Journalist John Charles Hockenberry and actor Daryl “Chill”
Mitchell also are wheelchair users. Internationally renowned
physicist Stephen Hawking also was a wheelchair user.

People can use a wheelchair for a large number of reasons. They may have been born with a condition that requires the use of a wheelchair or acquired the need to use a wheelchair after an injury. The reason someone uses a wheelchair is private health information and must be volunteered only if the person wants to disclose that information. Wheelchair users can require their wheelchairs all the time, some of the time or just when they travel certain distances. No matter how often they use their wheelchair, they are not “wheelchair bound.” In reality, wheelchairs and other assistive devices represent independence for their users, not a burden. Wheelchair users require physical accessibility such as ramps, door buttons and lowered surfaces.

Consider a person’s wheelchair part of the person. It is not polite to touch or lean on the chair unless the person gives permission. Never pat a person in a wheelchair on the head. Do not crouch or kneel to speak with someone in a wheelchair. Use a chair to speak at eye level. Still, eye contact is more important than eye level.

According to the NIH, 2.2 million people in the United States use a wheelchair, and 6.5 million people use a cane, walker or crutches.

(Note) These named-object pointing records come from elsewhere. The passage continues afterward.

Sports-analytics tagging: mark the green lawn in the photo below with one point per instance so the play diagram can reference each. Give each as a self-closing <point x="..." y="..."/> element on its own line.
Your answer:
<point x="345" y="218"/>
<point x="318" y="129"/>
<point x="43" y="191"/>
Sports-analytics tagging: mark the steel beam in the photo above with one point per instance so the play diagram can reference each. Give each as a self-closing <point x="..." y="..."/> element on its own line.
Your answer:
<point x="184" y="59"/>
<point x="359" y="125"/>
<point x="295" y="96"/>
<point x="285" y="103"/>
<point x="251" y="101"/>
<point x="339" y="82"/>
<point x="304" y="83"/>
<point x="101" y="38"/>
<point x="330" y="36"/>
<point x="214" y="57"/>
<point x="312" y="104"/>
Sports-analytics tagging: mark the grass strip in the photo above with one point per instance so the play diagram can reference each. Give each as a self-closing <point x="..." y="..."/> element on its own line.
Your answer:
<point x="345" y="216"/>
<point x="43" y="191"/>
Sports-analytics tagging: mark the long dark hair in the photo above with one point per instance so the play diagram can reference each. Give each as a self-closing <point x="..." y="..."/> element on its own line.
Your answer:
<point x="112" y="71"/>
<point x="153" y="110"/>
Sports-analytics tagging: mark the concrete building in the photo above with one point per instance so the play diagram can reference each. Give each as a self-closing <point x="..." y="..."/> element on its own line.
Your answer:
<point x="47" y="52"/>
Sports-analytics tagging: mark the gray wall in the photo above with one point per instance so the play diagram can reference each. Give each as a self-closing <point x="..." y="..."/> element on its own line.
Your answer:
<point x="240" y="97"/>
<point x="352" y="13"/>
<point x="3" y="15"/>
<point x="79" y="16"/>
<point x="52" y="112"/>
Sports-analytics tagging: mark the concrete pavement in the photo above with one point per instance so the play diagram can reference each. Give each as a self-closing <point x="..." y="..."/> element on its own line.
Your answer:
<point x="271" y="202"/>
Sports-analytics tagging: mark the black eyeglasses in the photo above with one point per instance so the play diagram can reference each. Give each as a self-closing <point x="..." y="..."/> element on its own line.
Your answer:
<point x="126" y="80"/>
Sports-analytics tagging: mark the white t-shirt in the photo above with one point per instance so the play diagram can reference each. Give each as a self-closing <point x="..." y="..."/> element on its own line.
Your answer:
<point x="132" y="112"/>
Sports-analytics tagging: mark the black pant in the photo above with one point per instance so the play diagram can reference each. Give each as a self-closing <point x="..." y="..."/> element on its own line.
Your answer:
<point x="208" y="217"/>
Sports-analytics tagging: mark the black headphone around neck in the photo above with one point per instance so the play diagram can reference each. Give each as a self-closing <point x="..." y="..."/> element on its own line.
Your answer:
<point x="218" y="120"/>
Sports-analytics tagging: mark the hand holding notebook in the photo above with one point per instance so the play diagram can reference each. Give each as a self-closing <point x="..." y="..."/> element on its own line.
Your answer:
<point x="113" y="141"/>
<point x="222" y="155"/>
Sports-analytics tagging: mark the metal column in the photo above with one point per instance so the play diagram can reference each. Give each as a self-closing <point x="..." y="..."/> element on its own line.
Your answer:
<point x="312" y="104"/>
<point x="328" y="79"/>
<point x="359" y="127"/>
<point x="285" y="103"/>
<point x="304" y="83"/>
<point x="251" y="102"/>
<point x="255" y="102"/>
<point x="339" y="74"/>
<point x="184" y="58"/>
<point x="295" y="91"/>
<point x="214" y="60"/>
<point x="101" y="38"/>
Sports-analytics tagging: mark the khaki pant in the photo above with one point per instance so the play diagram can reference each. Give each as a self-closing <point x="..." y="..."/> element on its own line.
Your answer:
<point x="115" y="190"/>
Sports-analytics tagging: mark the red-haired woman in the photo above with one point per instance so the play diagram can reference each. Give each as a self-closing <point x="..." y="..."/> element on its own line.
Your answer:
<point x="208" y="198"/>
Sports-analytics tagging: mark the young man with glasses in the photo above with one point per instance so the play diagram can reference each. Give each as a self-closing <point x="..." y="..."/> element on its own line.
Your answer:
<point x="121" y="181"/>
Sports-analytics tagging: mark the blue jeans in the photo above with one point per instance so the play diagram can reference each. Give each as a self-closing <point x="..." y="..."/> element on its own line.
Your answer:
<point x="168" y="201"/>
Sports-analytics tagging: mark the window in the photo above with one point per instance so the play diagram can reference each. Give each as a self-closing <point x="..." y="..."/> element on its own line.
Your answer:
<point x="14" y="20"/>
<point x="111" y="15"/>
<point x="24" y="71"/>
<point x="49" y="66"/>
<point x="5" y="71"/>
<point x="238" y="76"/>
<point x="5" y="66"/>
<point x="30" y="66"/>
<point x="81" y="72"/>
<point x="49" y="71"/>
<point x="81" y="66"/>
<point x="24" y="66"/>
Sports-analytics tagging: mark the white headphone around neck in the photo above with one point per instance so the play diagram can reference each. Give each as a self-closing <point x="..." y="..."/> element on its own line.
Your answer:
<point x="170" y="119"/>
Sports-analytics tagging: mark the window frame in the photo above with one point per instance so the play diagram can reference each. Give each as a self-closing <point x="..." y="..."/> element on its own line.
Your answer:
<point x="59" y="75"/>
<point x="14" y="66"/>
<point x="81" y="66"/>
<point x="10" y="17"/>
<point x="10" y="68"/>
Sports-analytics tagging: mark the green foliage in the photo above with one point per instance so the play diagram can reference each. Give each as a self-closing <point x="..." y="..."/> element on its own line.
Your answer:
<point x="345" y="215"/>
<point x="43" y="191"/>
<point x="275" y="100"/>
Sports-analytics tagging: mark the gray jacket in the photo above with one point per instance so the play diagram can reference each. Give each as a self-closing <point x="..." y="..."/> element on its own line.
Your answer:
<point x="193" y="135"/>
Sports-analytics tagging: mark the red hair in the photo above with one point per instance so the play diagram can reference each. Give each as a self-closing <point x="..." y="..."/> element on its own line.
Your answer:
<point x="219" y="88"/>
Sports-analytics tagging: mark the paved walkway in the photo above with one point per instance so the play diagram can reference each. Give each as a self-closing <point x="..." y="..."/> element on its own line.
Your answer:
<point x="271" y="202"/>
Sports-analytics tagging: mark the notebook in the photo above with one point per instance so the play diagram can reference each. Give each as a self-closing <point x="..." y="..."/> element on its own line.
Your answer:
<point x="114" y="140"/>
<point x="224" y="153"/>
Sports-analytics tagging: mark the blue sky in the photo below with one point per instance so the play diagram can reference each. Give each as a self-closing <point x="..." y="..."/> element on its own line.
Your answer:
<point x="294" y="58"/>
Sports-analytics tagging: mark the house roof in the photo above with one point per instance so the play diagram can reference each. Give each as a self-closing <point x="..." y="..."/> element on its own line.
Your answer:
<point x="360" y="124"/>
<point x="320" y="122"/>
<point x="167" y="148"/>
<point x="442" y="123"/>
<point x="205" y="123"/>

National organizations for people who use wheelchairs:

  • The Christopher and Dana Reeve Foundation is dedicated to advancing quality of life and discovering cures for spinal cord injury in the here and now. Its mission is curing spinal cord injury by funding innovative research, and improving the quality of life for people living with paralysis through grants, information and advocacy.
  • Humanity & Inclusion, formerly Handicap International, is a 35-year-old independent organization working in situations of poverty and exclusion, conflict and disaster that was a co-recipient of the 1997 Nobel Peace Prize, Humanity & Inclusion (the new name of Handicap International) is a 35-year-old independent and impartial organization working in situations of poverty and exclusion, conflict and disaster. With local partners, they run programs in health and rehabilitation and social and economic integration.
  • Paralyzed Veterans of America, a congressionally chartered veterans service organization founded in 1946,has a unique expertise on a wide variety of issues involving the special needs of their members – veterans of the armed forces who have experienced spinal cord injury or dysfunction. They advocate for health care, research and education, employment, benefits and independence for their members.
  • The United Spinal Association is dedicated to enhancing the quality of life of all people living with spinal cord injuries and disorders (SCI/D), including veterans, and providing support and information to loved ones, care providers and professionals. Their goal is to provide people living with SCI/D programs and services that maximize their independence and enable them to remain active in their communities.